I want to carry on fighting for an equal society, to continue highlighting the unfairness which this government, driven not by national or local interest, tries so hard to hide in its carefully-crafted soundbites.

I want to keep working to regain Labour’s lost efforts to hand every child the same chance at a healthy, happy life.

I want to keep campaigning for the change we so badly need to reverse depopulation and save our communities before it is too late.

I am rooted in our region. Stornoway-born, raised in Wester Ross, and I have lived all my adult life in Inverness.

I know what it means to live in a remote community.

When I was very young our family and others in the surrounding communities faced evacuation due to remoteness and the lack of public services.

When I left school there were no jobs or homes so I moved to Inverness and made my home there.
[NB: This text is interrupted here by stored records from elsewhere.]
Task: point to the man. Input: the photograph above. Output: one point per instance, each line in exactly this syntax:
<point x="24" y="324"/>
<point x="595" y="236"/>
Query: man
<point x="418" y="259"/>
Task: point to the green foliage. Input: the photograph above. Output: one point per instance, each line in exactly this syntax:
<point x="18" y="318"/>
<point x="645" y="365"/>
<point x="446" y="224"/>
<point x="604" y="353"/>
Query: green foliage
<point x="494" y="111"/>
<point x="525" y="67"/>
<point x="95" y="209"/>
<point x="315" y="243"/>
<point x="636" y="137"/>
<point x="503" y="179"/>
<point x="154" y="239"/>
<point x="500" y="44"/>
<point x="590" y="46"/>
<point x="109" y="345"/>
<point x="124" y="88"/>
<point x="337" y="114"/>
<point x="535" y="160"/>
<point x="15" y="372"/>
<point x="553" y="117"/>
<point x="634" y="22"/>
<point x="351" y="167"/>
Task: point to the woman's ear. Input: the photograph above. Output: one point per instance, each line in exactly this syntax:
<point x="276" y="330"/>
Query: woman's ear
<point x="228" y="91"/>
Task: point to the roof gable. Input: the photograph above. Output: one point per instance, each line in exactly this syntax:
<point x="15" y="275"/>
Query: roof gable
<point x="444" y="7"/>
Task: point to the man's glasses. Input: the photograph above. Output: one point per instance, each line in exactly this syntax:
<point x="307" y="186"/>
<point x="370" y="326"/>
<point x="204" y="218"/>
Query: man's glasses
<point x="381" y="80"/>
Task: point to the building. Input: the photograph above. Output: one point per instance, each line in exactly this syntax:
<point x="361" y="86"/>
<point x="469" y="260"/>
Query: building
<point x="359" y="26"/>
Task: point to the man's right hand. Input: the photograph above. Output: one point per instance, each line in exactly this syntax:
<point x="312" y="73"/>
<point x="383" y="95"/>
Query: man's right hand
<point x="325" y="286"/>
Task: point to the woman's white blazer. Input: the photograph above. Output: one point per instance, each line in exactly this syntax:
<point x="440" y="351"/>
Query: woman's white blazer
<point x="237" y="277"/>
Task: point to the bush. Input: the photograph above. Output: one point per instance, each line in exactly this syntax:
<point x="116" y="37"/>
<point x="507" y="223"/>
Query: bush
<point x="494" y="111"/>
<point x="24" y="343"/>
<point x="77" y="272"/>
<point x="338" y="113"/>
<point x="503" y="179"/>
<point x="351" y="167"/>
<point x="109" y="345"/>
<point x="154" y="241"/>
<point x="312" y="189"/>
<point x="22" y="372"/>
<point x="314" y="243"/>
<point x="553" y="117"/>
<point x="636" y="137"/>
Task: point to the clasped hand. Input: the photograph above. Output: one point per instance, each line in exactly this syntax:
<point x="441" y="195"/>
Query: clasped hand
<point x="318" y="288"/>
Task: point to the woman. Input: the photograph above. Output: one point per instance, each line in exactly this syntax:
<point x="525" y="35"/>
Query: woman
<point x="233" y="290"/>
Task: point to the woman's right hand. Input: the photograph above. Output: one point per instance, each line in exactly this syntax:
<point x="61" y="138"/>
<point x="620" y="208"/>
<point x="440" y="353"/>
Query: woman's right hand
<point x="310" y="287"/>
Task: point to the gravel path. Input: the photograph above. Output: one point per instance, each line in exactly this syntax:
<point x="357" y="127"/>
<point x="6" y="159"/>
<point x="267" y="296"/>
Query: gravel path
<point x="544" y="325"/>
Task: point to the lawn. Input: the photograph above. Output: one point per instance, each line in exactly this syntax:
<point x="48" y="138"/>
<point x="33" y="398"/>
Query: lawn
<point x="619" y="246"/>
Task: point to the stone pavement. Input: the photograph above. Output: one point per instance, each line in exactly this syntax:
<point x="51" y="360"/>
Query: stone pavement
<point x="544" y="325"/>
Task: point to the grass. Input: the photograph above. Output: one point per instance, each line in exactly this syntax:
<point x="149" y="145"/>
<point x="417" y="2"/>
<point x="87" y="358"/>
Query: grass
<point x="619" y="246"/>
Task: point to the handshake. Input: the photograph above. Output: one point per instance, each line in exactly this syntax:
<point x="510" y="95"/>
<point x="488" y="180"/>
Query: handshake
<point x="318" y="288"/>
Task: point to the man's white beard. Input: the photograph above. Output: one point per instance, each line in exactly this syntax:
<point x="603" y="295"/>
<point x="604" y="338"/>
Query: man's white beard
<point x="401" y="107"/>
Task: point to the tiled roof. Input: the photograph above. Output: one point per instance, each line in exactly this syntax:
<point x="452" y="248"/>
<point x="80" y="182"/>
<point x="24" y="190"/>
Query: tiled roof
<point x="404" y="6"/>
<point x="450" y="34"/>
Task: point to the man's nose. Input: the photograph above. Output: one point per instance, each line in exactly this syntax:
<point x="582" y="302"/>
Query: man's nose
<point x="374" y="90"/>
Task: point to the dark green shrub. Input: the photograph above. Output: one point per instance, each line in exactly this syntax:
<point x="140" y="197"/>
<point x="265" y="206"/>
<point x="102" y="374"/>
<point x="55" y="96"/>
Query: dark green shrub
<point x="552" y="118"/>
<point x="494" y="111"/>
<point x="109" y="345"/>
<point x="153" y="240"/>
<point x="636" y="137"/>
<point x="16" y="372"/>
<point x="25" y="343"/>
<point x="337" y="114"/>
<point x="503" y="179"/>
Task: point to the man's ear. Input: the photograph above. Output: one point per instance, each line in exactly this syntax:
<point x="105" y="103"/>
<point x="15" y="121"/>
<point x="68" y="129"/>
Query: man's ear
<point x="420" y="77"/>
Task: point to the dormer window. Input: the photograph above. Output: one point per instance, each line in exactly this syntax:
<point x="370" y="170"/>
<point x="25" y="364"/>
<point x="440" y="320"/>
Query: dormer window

So many years later that is still the reality for our young people. I will continue to fight to allow them to decide whether to stay or leave. They should be able to access homes and jobs in their own community if that is what they want.

The government’s continuous denial of essential services means many our communities are dying due to depopulation. This is something we must reverse.

When Scottish Labour was in government, we sought to disperse civil service jobs in order that the whole country benefited from secure, reasonably paid jobs. That put money into local economies and kept families in our more remote and island communities.

Inverness, the biggest city in our region, also benefited from that policy.

With increasing centralisation and austerity our communities have suffered from job losses and centralisation.

I want to see our communities thrive; I want to see young people having real choices.

I want to see a more equal society.

While we live in the best part of Scotland, we also suffer many of the problems of depravation that scar so many lowland urban communities.

In Inverness it is stark. All babies are born in the same hospital, snuggled in the same maternity ward, yet before they have even been ever so gently strapped into their car seat, the dye is already cast.

Each wee bundle of joy can face as much as a decade of difference in its life expectancy, depending on into which neighbourhood mam and dad’s car will turn.

Happenstance. That is their fate.

Covid-19 has deepened these divisions. With those who have the least losing the most.

That is not right.

Every child must have the same life chances to live, to work, to meet their full potential.

My frustration is that in all these areas we have gone backwards since Labour left Government, the improvements we made have been lost.

We all have a job to do to reverse this decline, to build a fairer society.

I ask for your support to carry on that work.